What's colloquially known as an "adrenaline rush" (e.g. what you'd experience in a roller coaster or more generally in a fight-or-flight situation) is the result of the body's fast reaction system to stress, sometimes called the sympathetic-adrenal-medullary (SAM) axis. SAM activation causes the adrenal medulla to release epinephrine (adrenaline) and norepinephrine (noradrenaline);.
On the other hand, sustained/chronic stress (eventually) activates the slower stress-response axis, known as the hypothalamo-pituitary-adrenocortical (HPA) axis. In humans, HPA activation releases cortisol from the zona fasciculata of the adrenal cortex. (The adrenal cortex is the outer layer of the adrenal gland, while the adrenal medulla is the inner area of the gland.) One of the actions of cortisol is to contain the activation of the SAM axis. (Textbook of Anxiety Disorders, 2nd ed., p. 571 citing the highly influential paper of Munck et al.) Cortisol has its own negative-feedback loop.

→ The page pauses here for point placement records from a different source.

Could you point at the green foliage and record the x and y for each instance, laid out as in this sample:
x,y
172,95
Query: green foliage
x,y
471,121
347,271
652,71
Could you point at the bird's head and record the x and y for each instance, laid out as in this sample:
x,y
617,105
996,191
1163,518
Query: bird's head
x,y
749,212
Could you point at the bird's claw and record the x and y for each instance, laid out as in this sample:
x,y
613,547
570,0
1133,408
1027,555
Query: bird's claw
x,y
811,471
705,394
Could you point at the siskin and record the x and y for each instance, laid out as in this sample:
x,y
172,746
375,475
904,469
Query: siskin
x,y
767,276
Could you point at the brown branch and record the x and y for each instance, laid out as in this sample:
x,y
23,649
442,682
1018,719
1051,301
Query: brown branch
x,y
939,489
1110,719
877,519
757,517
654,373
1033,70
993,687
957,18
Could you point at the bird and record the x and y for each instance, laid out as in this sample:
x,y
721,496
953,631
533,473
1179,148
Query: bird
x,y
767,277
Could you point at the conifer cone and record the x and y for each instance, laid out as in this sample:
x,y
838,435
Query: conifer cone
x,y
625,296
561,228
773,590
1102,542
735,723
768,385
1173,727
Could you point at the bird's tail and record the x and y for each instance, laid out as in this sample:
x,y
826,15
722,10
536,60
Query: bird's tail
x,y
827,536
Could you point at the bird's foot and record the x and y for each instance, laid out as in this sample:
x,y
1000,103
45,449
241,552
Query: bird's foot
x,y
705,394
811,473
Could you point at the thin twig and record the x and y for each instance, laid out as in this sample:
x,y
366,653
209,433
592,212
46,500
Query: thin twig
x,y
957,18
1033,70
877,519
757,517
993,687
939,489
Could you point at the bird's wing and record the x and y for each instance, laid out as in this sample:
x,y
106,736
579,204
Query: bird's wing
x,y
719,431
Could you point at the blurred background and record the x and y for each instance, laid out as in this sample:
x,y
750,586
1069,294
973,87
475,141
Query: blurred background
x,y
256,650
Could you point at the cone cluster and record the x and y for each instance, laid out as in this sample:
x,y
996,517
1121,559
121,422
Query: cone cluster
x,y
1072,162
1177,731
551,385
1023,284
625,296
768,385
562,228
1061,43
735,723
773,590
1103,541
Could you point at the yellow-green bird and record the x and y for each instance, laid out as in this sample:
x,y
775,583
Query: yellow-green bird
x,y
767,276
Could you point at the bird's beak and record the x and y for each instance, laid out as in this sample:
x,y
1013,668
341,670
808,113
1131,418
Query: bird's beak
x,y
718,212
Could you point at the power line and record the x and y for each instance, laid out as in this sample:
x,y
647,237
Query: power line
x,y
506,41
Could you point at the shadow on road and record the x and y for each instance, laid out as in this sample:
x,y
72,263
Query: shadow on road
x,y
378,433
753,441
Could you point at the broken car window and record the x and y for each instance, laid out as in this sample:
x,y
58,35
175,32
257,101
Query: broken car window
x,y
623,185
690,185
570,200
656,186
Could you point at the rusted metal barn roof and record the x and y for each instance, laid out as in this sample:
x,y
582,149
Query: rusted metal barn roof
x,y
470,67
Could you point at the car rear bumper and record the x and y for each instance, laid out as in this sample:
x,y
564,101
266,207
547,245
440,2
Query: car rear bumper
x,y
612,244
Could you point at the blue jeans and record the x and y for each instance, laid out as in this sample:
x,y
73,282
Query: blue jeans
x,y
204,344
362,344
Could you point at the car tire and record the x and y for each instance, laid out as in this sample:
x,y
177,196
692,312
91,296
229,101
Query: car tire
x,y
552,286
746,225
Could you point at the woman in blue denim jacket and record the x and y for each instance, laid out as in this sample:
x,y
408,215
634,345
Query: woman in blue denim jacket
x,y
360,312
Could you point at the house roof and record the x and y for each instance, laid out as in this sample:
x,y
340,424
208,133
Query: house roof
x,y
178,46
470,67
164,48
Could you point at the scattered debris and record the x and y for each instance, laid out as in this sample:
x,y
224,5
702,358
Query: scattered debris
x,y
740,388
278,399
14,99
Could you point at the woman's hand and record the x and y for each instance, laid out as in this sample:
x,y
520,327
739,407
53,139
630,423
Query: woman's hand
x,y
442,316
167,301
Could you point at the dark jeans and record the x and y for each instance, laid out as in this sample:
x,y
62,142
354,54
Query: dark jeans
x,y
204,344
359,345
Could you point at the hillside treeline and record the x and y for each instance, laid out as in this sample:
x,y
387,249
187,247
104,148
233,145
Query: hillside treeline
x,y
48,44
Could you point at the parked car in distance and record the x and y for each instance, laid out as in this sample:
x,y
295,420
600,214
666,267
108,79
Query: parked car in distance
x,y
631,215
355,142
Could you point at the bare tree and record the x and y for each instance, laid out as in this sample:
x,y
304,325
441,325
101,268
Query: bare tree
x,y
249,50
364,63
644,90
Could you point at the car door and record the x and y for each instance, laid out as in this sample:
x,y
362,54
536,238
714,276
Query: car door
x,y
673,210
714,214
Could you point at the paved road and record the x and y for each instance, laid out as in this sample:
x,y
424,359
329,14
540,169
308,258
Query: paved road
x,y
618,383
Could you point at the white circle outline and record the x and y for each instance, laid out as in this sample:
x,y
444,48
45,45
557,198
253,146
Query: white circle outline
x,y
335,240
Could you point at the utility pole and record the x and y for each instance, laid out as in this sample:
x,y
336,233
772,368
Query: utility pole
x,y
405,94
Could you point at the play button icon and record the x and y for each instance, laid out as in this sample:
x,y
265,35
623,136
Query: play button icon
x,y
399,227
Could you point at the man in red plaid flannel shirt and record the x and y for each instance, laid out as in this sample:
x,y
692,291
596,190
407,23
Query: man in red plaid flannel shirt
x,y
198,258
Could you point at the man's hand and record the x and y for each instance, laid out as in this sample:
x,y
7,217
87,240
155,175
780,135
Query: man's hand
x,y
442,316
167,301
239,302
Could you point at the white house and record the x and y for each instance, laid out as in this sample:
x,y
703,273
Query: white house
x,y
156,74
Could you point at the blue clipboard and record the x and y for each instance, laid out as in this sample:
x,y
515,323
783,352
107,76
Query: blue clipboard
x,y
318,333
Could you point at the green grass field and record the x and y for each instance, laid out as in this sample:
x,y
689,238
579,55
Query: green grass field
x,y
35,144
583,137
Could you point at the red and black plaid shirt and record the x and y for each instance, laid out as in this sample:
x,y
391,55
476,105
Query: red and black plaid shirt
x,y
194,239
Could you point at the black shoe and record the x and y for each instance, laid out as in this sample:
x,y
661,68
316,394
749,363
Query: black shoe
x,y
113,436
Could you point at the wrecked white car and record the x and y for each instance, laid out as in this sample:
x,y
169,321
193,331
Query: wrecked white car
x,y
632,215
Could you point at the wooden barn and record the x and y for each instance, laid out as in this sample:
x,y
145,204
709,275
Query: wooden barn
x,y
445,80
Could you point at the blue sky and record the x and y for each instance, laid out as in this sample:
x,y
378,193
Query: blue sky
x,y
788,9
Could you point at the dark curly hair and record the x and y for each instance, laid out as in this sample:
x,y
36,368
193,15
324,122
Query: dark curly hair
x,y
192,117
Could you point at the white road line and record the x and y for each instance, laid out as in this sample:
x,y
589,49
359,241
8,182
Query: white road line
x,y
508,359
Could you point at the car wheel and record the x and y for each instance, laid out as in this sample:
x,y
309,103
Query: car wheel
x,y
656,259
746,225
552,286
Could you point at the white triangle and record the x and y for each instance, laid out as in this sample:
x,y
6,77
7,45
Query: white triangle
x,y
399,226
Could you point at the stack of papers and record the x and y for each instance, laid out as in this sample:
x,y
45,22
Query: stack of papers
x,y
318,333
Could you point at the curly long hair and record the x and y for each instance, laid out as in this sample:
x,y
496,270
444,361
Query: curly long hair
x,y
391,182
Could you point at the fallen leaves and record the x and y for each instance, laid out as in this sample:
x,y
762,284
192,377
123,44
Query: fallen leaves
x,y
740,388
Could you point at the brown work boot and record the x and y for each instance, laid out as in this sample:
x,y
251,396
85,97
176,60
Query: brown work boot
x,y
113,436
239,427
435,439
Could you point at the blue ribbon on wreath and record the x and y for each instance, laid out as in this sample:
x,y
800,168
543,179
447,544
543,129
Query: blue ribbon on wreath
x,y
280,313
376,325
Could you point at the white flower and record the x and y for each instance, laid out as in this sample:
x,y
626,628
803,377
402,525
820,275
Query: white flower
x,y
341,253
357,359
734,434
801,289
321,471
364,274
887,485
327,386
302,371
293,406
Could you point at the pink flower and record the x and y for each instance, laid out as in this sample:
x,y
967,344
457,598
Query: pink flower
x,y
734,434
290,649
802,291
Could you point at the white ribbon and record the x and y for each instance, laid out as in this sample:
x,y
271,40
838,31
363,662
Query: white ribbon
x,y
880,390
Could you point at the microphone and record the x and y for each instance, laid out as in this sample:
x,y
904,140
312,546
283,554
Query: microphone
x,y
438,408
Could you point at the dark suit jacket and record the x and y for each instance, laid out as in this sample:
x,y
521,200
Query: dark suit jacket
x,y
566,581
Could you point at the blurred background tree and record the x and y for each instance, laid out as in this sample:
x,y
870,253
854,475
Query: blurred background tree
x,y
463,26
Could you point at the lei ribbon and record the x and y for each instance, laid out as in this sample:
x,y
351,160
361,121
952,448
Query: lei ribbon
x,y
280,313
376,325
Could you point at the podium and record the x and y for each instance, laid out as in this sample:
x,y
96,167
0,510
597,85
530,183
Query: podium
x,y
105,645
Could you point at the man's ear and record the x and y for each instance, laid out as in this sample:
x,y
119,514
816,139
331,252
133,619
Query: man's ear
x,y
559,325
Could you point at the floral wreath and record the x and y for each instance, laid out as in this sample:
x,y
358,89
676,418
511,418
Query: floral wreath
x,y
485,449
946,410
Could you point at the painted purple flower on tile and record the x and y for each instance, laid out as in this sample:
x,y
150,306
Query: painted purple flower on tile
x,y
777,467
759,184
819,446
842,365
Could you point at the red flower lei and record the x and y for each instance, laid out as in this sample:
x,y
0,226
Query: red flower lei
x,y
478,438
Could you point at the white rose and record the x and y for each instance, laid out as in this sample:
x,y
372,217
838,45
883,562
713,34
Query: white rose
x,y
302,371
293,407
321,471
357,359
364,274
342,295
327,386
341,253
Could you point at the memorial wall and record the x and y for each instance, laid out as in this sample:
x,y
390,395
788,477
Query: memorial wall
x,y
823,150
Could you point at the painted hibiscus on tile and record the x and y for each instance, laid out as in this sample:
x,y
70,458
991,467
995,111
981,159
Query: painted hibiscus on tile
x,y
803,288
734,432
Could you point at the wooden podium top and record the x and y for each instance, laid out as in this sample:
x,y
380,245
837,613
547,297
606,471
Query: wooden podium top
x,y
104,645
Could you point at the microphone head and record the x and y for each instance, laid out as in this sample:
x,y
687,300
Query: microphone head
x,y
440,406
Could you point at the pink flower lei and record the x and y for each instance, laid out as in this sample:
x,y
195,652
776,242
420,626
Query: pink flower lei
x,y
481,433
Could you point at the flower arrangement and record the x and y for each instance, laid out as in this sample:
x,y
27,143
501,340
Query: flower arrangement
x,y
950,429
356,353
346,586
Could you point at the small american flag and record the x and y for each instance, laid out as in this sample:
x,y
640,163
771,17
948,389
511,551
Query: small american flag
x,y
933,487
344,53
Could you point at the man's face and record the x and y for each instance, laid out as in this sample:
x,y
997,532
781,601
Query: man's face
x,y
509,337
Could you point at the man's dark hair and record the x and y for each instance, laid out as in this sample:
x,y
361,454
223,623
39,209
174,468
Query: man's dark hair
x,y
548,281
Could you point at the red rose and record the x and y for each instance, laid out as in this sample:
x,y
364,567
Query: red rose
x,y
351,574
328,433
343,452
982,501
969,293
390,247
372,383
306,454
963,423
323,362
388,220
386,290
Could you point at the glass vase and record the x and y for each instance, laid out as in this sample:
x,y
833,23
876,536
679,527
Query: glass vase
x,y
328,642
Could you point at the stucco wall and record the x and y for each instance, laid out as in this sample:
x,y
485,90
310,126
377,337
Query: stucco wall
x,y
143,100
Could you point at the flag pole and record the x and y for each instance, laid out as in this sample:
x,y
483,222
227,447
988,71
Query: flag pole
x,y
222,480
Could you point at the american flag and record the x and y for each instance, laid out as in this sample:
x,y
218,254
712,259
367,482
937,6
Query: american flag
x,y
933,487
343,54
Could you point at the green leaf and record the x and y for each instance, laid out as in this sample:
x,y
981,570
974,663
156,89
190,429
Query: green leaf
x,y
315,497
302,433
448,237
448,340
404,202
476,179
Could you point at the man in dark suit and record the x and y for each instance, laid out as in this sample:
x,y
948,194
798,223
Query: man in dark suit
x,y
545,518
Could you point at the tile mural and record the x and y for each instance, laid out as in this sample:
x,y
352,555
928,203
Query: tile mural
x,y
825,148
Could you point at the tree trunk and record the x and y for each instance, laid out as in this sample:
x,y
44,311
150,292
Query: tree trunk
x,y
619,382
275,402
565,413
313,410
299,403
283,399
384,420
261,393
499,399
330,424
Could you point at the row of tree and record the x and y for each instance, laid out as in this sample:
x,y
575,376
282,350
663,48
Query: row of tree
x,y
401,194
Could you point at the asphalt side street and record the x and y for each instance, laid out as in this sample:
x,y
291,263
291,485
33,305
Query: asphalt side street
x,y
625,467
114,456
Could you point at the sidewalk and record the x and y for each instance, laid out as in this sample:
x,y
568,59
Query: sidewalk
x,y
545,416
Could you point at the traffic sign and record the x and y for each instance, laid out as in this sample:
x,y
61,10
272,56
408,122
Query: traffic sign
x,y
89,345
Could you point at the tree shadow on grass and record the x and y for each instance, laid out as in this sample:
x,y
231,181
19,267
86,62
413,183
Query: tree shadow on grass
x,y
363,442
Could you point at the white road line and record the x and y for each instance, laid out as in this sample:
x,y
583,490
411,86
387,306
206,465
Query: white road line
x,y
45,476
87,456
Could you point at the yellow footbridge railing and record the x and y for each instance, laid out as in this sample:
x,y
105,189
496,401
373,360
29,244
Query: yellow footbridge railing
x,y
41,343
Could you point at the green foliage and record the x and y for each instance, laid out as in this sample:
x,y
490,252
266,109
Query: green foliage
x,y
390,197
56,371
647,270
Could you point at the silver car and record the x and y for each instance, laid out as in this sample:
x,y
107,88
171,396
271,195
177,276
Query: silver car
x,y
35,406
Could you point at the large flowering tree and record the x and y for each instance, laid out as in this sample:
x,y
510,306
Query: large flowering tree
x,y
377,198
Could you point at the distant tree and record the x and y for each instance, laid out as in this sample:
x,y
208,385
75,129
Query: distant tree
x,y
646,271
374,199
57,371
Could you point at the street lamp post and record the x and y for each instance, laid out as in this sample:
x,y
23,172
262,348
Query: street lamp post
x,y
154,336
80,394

So, in a panic attack you'd experience mostly SAM activation, or at least this will be the dominant effect. On the other hand, anxiety generally refers to a broader class of reactions to stress, including long-term ones. E.g., [older] people with generalized anxiety disorder (GAD) may experience elevated cortisol, and this is reduced by SSRI medication. Other anxiety-related disorders such as PTSD have a much more complicated picture; cortisol levels are not terribly useful in distinguishing PTSD patients from controls. Recent research suggests however that a dysfunctional cortisol feedback loop may be present in PTSD; administration of cortisol after a potentially traumatic event seems to reduce later symptoms.
What I said above is a pretty simplified picture, in which I completely glossed over the complex pathways of stress-mediation in the brain, which actually make studying/treating anxiety disorders much less trivial.